What follows is a road trip taking the group from wilds of Mexico to the debauched place where it all begin, the chaotic neon lit streets of Las Vegas, the three friends running around in circles hoping to capture Chow. Thing is director and co-writer Todd Phillips, working alongside writer Craig Mazin once again, deliver all of this chaos and calamity without an ounce of nuance or subtlety, banging the viewer over the head with a gigantic sledgehammer every step of the way. It’s annoying, poorly plotted and comes perilously close to being insulting, and that’s not the worst part.
The worst part is that this latest sequel just isn’t funny. Uncomfortable? Sure, but considering Phillips has always been a fan of showcasing sequences of comedy that highlight the unseemly underbelly of a person’s most debased thoughts and desires this shouldn’t be a surprise.
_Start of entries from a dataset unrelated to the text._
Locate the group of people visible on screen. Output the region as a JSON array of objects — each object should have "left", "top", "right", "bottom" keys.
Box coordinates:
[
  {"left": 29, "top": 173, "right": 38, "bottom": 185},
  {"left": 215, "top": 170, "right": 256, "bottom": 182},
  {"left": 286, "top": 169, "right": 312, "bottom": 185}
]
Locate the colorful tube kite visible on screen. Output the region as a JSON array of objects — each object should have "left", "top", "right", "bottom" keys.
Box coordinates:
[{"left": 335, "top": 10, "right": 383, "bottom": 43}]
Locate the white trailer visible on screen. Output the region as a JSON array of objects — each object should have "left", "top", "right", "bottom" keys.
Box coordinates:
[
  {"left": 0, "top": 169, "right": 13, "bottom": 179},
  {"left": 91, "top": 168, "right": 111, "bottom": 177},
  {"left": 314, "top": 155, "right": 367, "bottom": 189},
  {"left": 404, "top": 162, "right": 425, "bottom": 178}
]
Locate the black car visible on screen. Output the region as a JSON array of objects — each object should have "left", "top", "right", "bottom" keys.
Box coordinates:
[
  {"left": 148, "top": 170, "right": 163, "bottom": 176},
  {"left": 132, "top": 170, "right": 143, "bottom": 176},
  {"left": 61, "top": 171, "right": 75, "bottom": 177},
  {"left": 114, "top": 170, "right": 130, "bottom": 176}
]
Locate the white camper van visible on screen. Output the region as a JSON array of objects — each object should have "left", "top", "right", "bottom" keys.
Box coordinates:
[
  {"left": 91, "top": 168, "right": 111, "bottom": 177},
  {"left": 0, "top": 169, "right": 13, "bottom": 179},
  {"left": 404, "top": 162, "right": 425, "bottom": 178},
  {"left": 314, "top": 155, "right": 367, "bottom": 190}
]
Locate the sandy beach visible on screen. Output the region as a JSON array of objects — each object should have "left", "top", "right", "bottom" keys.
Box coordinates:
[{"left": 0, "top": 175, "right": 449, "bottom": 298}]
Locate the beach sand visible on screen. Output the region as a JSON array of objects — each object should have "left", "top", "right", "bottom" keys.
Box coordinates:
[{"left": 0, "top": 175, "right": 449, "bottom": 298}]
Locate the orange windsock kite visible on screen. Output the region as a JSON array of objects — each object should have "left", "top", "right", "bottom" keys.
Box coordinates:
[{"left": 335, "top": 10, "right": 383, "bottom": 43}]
But, even when he and his film are at their absolute worst there still has always managed to be at least a couple laughs to be had. Here, that just isn’t the case, and while the shock factor remains high anything even slightly analogous to a chuckle or a giggle is impossible to find.
Revolving everything around Chow was the first mistake, his character an afterthought in the first Hangover and an annoyance in the second, so focusing on him now that we’ve reached the trilogy’s climax didn’t sit particularly well with me. The fact everything plays out much of the time like some ham-fisted Ocean’s Eleven meets Mission: Impossible hybrid probably isn’t such a great thing, either, and while I do appreciate the attempt to differentiate this final chapter as much as possible from the previous two it’s still readily apparent this tract simply does not work.
Unlike the last one I didn’t hate The Hangover Part III, and while a couple of gags potentially cross the line it’s a blurry enough one I can’t admit to being offended or horrified in any way that matters. But I was bored, start to finish, and other than a brief bit at the beginning and a crassly fitting spurt of absurdity during the credits there was little that managed to tickle my funny bone. The Wolfpack have lost their bark, been declawed and certainly no longer have anything close to resembling a bite, and I for one am thankful I won’t have to be running through the cinematic forest with them again anytime soon.